Kotlin code was originally written with A, because code in IntelliJ was written with A, but then they switched to B for the official style. rustc originally used A because ???, and then, with the introduction of rustfmt, it was switched to B.
B also seems much easier to maintain without tooling, as you don’t have to manually align parameters. Why is it that people seem to prefer A by default?
(A) is sometimes an initial choice because a language does not initially support trailing commas. Without trailing commas, you lose the benefit of reducing line-diffs by putting the closing paren on the next line. However, once the language picks up more traction, the complexity involved in adding support for trailing commas might be outweighed by their convenience (for formatting, code generation, etc.). If support for trailing commas does get added, the line-diff argument becomes a pretty strong argument for (B).

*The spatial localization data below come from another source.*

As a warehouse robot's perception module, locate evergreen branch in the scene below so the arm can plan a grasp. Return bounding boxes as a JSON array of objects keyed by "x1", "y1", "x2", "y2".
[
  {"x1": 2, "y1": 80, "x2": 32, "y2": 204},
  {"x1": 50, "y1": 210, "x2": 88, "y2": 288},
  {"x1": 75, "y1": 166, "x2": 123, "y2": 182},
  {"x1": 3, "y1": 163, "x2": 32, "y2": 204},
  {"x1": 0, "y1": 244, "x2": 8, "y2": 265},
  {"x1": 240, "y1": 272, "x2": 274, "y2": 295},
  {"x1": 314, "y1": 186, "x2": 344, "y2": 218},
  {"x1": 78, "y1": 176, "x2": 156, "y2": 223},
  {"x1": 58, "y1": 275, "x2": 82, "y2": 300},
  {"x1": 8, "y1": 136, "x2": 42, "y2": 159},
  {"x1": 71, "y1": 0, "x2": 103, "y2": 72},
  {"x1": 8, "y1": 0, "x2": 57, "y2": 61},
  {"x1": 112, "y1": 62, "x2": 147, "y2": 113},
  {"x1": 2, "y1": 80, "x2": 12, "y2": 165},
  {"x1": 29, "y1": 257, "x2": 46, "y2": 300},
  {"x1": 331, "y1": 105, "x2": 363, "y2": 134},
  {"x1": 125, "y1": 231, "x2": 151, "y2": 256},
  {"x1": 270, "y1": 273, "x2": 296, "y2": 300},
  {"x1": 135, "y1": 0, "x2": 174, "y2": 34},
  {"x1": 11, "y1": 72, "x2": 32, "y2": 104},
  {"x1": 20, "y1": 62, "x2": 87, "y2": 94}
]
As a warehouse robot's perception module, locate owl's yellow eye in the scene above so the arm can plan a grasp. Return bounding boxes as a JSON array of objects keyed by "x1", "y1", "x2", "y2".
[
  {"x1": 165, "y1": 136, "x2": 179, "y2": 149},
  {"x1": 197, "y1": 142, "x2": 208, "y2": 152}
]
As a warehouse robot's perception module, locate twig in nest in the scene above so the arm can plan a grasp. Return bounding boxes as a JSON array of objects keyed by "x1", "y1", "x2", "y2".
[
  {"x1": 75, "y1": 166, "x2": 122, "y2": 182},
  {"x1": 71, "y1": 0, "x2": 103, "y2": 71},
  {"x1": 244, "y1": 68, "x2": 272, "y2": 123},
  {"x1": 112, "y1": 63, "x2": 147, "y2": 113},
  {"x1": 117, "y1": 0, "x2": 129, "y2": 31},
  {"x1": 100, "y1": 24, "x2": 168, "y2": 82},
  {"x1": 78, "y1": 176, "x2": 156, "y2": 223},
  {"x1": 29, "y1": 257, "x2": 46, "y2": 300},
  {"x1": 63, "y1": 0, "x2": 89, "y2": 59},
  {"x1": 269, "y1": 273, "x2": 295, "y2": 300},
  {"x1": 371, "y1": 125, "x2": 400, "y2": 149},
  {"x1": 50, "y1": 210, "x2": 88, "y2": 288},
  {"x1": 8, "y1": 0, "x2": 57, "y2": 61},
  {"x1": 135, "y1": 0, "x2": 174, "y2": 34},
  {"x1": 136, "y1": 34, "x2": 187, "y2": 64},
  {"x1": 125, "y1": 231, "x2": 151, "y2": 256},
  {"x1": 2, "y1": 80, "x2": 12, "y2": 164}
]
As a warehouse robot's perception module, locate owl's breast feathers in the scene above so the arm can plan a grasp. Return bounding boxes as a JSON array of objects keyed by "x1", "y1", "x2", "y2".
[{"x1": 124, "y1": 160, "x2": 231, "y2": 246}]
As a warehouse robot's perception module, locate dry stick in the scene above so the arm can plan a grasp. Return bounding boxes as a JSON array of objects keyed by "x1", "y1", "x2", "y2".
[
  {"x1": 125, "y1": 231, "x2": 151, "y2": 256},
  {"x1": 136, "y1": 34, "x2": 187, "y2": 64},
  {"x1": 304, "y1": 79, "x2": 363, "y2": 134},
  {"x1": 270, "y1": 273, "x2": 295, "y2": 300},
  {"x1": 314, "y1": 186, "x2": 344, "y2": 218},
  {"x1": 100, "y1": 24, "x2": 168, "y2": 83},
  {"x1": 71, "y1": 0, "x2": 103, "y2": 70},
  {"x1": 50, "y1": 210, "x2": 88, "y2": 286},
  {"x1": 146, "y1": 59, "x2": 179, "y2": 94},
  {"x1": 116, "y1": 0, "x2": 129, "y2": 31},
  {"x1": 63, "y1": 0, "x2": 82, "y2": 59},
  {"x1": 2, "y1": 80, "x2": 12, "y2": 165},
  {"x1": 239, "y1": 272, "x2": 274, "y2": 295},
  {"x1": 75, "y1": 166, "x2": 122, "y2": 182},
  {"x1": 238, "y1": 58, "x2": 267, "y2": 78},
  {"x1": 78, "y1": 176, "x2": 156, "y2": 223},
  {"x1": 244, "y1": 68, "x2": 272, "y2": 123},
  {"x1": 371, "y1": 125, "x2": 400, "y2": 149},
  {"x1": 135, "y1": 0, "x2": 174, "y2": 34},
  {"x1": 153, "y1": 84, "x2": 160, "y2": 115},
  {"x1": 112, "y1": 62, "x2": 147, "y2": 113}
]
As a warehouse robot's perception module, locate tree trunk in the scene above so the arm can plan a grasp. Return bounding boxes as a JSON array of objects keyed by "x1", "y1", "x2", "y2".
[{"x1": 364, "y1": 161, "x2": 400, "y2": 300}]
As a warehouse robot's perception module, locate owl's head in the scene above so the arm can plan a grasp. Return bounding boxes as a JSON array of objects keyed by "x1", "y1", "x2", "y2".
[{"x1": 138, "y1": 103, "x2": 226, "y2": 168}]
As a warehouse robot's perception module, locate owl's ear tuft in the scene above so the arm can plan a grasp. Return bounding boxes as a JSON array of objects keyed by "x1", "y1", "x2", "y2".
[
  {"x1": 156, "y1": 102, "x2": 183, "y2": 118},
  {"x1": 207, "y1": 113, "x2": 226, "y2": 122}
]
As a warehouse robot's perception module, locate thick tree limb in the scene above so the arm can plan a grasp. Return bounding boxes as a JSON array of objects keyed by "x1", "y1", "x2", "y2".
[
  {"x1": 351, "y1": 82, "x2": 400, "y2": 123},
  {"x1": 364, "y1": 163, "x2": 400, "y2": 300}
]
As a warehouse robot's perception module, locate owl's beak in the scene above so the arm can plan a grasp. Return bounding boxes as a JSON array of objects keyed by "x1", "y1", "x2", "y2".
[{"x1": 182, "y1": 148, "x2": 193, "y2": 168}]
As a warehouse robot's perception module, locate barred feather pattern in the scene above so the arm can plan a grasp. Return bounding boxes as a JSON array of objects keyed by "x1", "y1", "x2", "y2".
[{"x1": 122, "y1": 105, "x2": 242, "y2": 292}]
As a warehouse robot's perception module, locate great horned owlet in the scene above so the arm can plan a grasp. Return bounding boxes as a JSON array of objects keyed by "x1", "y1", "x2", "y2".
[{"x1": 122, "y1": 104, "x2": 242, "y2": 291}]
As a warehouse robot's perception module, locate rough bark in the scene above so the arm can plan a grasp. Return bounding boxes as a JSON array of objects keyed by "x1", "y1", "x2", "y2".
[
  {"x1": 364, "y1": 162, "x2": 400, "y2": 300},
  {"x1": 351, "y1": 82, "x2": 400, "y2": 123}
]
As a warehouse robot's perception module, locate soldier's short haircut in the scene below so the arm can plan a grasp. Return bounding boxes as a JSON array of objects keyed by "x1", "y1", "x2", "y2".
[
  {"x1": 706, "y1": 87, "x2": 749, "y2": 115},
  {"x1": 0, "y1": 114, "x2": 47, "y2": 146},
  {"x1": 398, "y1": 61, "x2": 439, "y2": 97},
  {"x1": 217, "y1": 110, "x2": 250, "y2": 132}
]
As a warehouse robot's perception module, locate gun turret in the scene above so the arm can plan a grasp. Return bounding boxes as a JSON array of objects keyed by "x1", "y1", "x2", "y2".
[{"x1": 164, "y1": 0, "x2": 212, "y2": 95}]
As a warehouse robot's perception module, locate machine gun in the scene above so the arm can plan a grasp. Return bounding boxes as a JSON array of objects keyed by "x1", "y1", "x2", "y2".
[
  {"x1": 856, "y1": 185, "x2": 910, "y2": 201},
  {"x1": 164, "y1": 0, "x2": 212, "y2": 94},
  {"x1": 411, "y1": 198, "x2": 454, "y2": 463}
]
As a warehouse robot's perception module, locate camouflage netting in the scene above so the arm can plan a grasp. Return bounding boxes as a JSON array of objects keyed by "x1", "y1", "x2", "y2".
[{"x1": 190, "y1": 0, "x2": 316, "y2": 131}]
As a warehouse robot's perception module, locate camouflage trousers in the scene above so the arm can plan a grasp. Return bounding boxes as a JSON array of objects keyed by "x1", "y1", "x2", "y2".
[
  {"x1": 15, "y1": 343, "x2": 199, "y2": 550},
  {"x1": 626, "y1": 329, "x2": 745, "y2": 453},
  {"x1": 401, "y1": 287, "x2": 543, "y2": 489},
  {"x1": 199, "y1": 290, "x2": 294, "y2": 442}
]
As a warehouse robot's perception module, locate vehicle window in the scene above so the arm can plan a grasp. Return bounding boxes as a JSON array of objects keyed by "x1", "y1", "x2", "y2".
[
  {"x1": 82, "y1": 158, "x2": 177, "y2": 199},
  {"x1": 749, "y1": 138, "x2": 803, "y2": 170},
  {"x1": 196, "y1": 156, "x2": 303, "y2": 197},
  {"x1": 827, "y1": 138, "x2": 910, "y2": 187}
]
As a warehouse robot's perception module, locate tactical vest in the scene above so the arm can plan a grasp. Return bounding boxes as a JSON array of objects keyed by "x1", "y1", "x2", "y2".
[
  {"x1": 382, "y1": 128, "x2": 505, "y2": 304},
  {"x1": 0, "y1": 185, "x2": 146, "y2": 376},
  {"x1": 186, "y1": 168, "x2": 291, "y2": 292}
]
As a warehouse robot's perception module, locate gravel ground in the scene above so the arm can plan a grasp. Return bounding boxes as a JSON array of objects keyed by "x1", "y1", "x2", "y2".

I think this might even have been the case for Kotlin, which I don’t think had trailing commas in its initial release, although I can’t tell if that was because Java didn’t support trailing commas, or because the preferred style was (A).
I wasn’t there when this history was being made but I’ve heard the following from the veterans of those early days:
I love this explanation. Succinct and without trying to rationalize any subjective preferences for “beauty”.
This is my preferred style in ruby as well.